A bag contains 5 red, 7 yellow, 8 green, and 3 blue markers. What is the p(two green markers) will be chosen if the markers are not replaced as they are chosen?
I just did this :(
slightly different numbers, same problem
http://www.jiskha.com/display.cgi?id=1441141046
To find the probability of choosing two green markers without replacement, we need to calculate the ratio of the favorable outcomes (two green markers) to the total number of possible outcomes.
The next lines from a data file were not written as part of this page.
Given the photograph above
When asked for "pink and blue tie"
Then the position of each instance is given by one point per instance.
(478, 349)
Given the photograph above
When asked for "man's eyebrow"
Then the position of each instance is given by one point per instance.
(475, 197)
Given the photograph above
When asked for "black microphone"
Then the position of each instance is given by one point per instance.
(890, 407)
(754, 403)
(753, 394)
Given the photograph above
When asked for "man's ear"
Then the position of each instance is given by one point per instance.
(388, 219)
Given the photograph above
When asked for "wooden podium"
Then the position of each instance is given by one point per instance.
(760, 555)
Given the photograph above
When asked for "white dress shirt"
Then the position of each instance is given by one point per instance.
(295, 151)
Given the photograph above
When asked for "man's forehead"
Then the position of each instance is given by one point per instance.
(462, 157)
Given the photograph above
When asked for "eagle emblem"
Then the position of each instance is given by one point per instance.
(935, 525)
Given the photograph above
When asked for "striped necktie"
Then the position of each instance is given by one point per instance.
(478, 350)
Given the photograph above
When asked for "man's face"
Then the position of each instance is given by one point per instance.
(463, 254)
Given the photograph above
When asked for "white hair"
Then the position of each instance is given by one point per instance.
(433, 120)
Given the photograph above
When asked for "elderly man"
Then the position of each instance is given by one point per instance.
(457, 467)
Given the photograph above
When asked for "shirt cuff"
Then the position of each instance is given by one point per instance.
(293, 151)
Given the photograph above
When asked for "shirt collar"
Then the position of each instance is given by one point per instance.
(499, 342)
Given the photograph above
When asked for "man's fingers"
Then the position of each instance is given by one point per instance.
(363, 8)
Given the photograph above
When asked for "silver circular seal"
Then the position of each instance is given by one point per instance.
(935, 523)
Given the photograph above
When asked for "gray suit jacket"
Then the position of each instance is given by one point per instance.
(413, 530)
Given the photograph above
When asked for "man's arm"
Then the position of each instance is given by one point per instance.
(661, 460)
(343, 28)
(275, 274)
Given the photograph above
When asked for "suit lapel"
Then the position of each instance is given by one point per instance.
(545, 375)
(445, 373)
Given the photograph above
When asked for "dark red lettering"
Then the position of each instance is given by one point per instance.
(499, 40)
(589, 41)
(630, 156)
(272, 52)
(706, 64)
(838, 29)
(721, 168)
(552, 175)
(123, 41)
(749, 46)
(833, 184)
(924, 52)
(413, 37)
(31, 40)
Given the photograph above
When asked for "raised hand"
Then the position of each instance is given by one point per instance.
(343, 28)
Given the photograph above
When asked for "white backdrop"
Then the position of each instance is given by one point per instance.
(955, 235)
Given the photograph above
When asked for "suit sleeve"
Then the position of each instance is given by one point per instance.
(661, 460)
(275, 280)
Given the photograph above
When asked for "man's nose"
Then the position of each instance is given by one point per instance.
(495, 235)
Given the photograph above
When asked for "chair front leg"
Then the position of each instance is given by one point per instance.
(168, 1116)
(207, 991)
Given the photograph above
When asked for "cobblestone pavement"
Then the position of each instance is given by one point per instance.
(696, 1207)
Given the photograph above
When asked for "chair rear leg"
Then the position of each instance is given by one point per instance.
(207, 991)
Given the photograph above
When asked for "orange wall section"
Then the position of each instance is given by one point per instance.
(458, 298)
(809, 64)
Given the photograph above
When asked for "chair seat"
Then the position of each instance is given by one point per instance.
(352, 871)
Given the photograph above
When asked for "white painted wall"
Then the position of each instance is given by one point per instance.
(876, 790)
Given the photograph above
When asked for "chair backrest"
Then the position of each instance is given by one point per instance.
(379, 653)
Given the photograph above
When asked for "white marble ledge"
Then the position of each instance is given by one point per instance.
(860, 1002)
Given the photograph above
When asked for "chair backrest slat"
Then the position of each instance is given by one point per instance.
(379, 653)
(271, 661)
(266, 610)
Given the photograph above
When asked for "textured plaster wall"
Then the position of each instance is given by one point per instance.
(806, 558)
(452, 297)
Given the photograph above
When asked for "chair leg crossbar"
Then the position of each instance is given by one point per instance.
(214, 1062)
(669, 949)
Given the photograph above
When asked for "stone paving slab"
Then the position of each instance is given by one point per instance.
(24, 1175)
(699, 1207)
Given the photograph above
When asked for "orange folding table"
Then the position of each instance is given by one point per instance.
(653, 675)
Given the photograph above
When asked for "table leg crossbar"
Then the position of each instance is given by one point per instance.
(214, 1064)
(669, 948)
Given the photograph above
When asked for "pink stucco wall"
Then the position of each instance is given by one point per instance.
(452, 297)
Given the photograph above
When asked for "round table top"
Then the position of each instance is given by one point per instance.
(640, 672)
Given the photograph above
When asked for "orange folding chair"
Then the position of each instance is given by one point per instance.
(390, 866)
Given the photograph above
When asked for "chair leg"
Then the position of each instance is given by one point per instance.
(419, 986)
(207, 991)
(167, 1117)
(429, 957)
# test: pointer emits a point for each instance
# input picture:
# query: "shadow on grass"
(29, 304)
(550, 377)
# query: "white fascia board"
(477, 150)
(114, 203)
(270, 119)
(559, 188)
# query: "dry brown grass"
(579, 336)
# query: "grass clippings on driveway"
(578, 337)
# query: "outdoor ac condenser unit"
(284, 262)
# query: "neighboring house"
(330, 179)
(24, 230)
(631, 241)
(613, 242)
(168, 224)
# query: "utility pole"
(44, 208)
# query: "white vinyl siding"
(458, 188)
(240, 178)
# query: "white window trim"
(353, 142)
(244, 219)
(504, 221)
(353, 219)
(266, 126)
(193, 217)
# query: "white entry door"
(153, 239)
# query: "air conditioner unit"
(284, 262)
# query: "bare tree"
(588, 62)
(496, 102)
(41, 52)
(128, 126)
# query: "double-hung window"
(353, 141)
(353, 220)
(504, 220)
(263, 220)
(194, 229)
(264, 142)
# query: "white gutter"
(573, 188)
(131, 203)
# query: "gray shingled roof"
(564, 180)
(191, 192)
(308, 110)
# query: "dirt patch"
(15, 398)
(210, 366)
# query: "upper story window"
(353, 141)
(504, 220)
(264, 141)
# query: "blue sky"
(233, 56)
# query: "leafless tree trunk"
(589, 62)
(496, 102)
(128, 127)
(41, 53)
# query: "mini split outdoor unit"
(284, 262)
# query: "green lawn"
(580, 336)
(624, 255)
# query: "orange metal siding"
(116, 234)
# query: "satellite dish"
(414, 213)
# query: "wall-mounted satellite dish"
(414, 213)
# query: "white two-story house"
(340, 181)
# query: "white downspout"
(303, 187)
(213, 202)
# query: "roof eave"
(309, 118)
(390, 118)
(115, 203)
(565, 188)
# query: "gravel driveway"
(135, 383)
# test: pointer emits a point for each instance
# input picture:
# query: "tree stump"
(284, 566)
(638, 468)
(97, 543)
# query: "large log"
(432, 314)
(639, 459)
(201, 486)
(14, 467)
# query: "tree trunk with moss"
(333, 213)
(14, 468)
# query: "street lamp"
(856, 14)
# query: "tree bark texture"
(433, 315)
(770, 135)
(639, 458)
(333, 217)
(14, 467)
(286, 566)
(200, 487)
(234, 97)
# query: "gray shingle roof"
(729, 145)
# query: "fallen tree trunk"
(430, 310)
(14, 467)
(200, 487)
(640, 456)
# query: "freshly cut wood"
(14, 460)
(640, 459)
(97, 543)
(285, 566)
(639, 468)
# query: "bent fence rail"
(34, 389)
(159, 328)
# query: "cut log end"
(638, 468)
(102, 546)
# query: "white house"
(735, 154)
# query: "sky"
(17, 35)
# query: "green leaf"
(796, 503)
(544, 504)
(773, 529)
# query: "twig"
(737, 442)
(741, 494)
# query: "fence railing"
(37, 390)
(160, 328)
First, let's determine the total number of markers in the bag:
Total markers = number of red markers + number of yellow markers + number of green markers + number of blue markers
Total markers = 5 + 7 + 8 + 3 = 23 markers
Next, we calculate the number of ways to choose two green markers out of the eight green markers in the bag:
Number of ways to choose two green markers = (number of green markers) choose (number of green markers to be selected)
Number of ways to choose two green markers = 8 choose 2
We can use the formula for combinations to calculate this:
n choose r = n! / (r! * (n-r)!)
Applying this formula:
8 choose 2 = 8! / (2! * (8-2)!)
Simplifying:
8! = 8 * 7 * 6 * 5 * 4 * 3 * 2 * 1 = 40320
2! = 2 * 1 = 2
(8-2)! = 6!
8 choose 2 = 40320 / (2 * 720) = 40320 / 1440 = 28
Therefore, there are 28 different ways to choose two green markers out of the bag.
Now, we need to calculate the total number of ways to choose any two markers from the bag, without replacement:
Total number of ways to choose any two markers = (total number of markers) choose (number of markers to be selected)
Total number of ways to choose any two markers = 23 choose 2
Using the combination formula:
23 choose 2 = 23! / (2! * (23-2)!)
23! = 23 * 22 * 21 * 20 * 19 * 18 * 17 * 16 * 15 * 14 * 13 * 12 * 11 * 10 * 9 * 8 * 7 * 6 * 5 * 4 * 3 * 2 * 1
2! = 2 * 1
(23-2)! = 21!
23 choose 2 = (23 * 22 * 21!) / (2! * 21!)
= (23 * 22) / (2 * 1)
= 23 * 11
= 253
Therefore, there are 253 different ways to choose any two markers from the bag.
Finally, we can calculate the probability of choosing two green markers:
Probability = (Number of ways to choose two green markers) / (Total number of ways to choose any two markers)
Probability = 28 / 253
Thus, the probability of choosing two green markers without replacement from the bag is 28/253, or approximately 0.1106, or approximately 11.06%.